Denver Wilson's day with the Stanley Cup in Phoenix on Wednesday wasn't exactly typical. Then again, the Los Angeles Kings' assistant equipment manager took a path to the NHL that wasn't exactly typical either.
While the Cup has spent much of the summer in traditional hockey hotbeds, including Minnesota, Massachusetts and most of Canada, Wilson brought the most iconic trophy in sports to Arizona to honor the hockey community that helped carve his way to the NHL.
It starts with his father, Stan Wilson, who has been the Phoenix Coyotes' equipment manager since 1990, when the club was in Winnipeg. In his career with the franchise, the elder Wilson has worked more than 1,500 NHL games, including a tense five-game Western Conference final last May against his son's Kings.

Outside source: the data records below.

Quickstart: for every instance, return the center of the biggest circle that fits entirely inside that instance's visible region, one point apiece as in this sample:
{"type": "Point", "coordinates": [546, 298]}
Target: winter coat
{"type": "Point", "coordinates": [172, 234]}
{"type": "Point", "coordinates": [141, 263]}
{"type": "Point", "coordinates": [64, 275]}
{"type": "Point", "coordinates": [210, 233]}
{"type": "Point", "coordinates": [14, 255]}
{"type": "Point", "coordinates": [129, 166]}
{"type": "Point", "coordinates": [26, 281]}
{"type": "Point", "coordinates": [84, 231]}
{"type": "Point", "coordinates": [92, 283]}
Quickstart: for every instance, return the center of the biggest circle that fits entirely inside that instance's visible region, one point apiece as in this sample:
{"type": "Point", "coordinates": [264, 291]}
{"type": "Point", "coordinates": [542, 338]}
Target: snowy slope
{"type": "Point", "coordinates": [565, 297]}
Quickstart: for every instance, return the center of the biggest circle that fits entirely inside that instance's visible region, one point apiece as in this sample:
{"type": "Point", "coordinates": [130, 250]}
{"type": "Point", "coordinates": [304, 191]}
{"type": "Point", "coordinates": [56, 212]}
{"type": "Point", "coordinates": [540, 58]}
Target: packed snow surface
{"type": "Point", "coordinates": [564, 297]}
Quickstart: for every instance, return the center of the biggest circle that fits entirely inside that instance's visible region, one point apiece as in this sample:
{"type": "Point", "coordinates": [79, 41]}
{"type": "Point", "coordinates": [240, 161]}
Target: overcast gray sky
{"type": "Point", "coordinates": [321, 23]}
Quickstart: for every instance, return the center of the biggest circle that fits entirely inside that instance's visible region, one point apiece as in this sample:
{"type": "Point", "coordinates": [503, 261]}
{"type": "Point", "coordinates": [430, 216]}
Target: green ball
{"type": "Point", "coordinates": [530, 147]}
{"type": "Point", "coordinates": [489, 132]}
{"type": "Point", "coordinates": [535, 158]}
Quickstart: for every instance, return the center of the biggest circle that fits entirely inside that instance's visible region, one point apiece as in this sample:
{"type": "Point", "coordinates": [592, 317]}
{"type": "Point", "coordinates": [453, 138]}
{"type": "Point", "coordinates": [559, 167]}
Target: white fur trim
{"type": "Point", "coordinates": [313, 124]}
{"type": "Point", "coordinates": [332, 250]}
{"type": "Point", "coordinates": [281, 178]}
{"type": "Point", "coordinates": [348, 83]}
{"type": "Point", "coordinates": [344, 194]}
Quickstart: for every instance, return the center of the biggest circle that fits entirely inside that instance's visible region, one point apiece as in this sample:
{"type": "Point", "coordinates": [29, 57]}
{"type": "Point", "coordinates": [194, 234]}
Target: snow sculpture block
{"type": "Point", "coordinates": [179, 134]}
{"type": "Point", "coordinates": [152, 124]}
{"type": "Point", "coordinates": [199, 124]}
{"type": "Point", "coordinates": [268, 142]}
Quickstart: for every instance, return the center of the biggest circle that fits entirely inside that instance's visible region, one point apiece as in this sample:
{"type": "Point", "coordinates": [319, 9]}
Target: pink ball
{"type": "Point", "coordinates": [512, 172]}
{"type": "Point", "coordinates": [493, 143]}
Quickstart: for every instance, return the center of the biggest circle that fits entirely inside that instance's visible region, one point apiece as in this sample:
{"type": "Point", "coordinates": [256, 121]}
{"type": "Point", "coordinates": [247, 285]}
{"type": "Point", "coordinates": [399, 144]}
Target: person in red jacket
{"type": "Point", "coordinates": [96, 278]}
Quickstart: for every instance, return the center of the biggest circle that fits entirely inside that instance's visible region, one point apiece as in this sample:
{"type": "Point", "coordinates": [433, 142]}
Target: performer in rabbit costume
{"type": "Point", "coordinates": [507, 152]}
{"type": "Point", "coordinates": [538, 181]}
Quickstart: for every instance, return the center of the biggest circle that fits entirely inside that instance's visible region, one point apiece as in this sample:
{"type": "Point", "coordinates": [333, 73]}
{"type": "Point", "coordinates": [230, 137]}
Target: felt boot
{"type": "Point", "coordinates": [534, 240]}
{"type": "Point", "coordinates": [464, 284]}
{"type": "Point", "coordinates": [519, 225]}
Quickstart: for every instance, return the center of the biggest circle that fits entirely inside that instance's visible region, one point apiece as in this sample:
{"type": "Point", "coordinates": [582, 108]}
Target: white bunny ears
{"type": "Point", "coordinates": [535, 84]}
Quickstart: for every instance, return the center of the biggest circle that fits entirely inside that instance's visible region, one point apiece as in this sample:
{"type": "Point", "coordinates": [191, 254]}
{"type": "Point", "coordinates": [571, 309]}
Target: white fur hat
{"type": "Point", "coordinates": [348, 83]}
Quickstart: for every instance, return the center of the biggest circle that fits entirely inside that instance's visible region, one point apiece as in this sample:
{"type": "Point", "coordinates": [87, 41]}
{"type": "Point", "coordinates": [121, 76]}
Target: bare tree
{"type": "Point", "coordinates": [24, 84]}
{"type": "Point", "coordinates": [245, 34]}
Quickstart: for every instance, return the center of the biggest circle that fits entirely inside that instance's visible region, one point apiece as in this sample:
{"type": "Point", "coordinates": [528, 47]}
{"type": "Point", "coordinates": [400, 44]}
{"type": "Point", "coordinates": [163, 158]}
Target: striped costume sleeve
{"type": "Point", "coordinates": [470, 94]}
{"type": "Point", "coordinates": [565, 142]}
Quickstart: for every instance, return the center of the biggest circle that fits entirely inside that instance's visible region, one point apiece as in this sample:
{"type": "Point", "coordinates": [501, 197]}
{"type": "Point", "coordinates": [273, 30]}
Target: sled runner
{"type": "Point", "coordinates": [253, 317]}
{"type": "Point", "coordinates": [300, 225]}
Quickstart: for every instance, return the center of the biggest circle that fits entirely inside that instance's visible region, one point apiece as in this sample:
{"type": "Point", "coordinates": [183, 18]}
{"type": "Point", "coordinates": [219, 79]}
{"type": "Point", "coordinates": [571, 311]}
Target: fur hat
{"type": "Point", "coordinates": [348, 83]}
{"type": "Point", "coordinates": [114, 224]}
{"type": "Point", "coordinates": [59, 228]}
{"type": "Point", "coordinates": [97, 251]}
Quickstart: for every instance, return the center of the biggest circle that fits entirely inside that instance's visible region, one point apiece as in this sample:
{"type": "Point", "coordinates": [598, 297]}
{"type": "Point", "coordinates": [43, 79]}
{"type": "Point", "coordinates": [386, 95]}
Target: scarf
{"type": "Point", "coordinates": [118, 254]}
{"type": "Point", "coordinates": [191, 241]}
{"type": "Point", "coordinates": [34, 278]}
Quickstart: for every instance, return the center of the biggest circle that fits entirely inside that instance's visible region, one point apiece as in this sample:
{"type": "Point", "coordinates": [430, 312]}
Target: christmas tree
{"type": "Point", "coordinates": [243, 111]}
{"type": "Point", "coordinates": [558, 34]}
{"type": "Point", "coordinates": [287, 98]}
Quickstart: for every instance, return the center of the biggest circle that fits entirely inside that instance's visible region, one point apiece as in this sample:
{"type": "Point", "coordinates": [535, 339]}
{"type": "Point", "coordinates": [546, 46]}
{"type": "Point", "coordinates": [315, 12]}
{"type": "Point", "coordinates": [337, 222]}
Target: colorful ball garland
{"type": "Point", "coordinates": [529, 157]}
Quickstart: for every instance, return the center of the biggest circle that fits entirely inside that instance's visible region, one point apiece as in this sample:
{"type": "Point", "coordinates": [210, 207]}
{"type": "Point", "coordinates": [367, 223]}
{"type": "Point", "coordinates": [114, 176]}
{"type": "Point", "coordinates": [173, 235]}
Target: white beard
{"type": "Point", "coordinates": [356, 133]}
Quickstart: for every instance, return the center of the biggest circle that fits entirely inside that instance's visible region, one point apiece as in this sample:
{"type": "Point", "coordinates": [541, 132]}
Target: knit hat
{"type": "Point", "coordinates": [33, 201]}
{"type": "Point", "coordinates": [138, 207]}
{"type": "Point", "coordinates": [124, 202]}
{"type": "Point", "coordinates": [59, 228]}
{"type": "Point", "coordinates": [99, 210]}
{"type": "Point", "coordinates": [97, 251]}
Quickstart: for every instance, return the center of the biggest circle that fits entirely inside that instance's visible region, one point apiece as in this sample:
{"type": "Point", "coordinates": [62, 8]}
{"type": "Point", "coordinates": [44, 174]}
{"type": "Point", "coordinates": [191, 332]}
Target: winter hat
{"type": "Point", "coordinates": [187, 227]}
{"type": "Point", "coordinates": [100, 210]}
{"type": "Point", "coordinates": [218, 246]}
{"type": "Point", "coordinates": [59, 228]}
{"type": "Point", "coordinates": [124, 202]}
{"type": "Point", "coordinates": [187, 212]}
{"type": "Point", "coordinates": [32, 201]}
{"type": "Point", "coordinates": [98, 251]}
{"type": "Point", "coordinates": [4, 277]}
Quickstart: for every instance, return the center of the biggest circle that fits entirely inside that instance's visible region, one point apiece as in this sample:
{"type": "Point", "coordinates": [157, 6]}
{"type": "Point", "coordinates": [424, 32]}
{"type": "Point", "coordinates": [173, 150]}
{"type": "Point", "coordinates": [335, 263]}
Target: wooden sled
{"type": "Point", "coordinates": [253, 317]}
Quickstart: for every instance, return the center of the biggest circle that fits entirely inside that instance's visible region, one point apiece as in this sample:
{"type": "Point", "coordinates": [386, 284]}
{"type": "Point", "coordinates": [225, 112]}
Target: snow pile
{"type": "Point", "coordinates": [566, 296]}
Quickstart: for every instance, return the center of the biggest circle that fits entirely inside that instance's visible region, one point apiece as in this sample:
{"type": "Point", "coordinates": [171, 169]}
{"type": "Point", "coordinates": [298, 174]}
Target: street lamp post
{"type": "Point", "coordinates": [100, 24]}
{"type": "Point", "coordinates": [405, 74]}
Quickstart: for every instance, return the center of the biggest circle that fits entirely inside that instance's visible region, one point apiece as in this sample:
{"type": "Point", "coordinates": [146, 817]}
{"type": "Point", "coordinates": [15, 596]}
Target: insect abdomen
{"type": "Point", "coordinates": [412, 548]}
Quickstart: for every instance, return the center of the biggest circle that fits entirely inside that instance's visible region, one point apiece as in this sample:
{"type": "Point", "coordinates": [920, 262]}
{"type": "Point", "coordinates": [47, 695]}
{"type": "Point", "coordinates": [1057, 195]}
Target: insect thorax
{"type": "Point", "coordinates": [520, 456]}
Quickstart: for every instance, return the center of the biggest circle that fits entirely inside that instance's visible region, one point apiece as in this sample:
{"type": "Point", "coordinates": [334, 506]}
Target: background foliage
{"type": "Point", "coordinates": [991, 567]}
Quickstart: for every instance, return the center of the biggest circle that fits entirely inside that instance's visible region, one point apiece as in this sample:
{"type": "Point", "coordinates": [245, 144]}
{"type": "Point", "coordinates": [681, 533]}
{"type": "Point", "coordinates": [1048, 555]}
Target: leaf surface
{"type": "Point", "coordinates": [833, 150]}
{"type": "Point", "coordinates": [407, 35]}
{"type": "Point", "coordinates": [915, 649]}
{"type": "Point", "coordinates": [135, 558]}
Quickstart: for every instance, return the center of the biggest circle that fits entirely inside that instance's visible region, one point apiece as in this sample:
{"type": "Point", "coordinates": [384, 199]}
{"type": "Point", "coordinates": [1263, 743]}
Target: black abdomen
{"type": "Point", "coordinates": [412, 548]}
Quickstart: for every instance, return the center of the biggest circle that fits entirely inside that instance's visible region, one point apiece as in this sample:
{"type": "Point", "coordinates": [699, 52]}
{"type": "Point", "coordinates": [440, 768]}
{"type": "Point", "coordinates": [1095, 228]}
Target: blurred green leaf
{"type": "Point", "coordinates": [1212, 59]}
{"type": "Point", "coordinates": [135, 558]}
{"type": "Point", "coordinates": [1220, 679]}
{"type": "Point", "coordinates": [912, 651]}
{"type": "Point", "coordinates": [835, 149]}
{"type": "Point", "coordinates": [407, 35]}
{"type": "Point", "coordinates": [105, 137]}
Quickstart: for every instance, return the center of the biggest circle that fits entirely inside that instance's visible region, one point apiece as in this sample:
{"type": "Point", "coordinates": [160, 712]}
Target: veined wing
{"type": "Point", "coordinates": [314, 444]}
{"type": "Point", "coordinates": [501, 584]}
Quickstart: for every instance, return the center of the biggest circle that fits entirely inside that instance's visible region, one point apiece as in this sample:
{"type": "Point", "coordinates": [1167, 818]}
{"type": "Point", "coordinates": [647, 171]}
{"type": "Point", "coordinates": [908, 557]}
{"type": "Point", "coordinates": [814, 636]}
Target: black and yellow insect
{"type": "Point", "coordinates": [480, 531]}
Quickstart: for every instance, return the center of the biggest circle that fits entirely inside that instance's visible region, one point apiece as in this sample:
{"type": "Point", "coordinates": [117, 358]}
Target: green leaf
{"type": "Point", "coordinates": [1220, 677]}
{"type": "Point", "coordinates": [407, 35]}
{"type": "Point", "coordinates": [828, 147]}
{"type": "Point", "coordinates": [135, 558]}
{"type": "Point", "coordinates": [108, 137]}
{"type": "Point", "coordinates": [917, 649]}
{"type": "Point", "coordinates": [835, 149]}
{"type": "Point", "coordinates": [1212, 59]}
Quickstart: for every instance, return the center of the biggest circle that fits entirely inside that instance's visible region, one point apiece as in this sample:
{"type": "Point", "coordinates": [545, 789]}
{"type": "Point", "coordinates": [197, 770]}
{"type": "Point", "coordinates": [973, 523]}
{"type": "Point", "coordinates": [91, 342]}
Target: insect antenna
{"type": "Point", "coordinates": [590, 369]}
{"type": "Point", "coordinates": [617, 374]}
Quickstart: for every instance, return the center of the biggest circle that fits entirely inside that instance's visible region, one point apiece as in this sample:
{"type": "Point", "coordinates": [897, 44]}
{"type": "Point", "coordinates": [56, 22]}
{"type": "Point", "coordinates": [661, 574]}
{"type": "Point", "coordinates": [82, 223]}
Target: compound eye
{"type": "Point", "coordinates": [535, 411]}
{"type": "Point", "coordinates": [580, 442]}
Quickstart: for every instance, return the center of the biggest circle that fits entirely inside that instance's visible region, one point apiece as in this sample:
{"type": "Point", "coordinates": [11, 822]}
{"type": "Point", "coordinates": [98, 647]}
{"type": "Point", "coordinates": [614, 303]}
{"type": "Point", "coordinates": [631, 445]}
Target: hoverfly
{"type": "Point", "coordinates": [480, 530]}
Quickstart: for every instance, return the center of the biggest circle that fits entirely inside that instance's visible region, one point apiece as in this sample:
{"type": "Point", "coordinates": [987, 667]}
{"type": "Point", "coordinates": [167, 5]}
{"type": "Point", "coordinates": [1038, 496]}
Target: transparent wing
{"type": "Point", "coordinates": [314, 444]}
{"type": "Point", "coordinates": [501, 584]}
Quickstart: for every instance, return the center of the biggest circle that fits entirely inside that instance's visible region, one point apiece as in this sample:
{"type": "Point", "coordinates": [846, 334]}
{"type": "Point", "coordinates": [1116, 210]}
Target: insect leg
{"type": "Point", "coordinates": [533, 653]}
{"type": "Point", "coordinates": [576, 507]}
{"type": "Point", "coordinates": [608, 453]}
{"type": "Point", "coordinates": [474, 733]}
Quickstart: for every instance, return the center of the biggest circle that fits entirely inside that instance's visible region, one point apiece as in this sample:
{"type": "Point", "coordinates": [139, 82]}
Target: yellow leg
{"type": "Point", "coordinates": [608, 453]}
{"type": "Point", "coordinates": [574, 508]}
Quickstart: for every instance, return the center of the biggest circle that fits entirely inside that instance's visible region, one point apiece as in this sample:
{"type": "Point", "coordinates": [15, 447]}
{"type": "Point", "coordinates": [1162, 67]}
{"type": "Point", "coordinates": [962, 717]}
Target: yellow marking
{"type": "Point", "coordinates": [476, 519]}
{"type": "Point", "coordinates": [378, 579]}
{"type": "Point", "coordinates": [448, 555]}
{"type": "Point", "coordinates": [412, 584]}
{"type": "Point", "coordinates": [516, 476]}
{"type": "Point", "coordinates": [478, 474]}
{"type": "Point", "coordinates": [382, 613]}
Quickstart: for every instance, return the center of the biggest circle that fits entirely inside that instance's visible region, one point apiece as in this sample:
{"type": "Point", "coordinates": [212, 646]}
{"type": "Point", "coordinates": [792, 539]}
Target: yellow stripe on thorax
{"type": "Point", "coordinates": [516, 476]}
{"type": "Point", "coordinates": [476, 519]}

Denver Wilson enjoyed the first part of his day with the Cup riding horses in the area, then planned to celebrate the greater Arizona hockey community with a public event at the Ice Den in Scottsdale. The home of the Coyotes' practice rink as well as numerous local youth hockey programs, the Ice Den is a familiar place for the young equipment man.
"I've known Denver since he was a little kid. Denver worked in our pro shop for quite a few years while he was growing up. He was helping out in the Coyotes dressing room as well," said Michael O'Hearn, the former Winnipeg Jets assistant general manager and current president of Coyotes Ice LLC, the company that owns the Ice Den. "He went to the Kings last year and as it started to look like they could actually do it, he kept saying, 'If we do this, on my day with the Cup I'm coming to the Ice Den.' It was pretty touching that he would consider bringing it to us."
The first member of a championship team to bring the Stanley Cup to Arizona, Denver won't just be honoring his father. All proceeds from the event will go to the Jukka Nieminen Children's Fund, a charity set up to support the two daughters of Jukka Nieminen, the late Coyotes massage therapist who died in 2010 the night before he was to be married.
"Denver was very close to Jukka. All the trainers are a close-knit bunch and Denver was really brought up in the dressing room. Jukka guided him with a lot of things," O'Hearn said. "It says a lot about Denver, the class act that he is. That he would remember about us and have us as part of his day."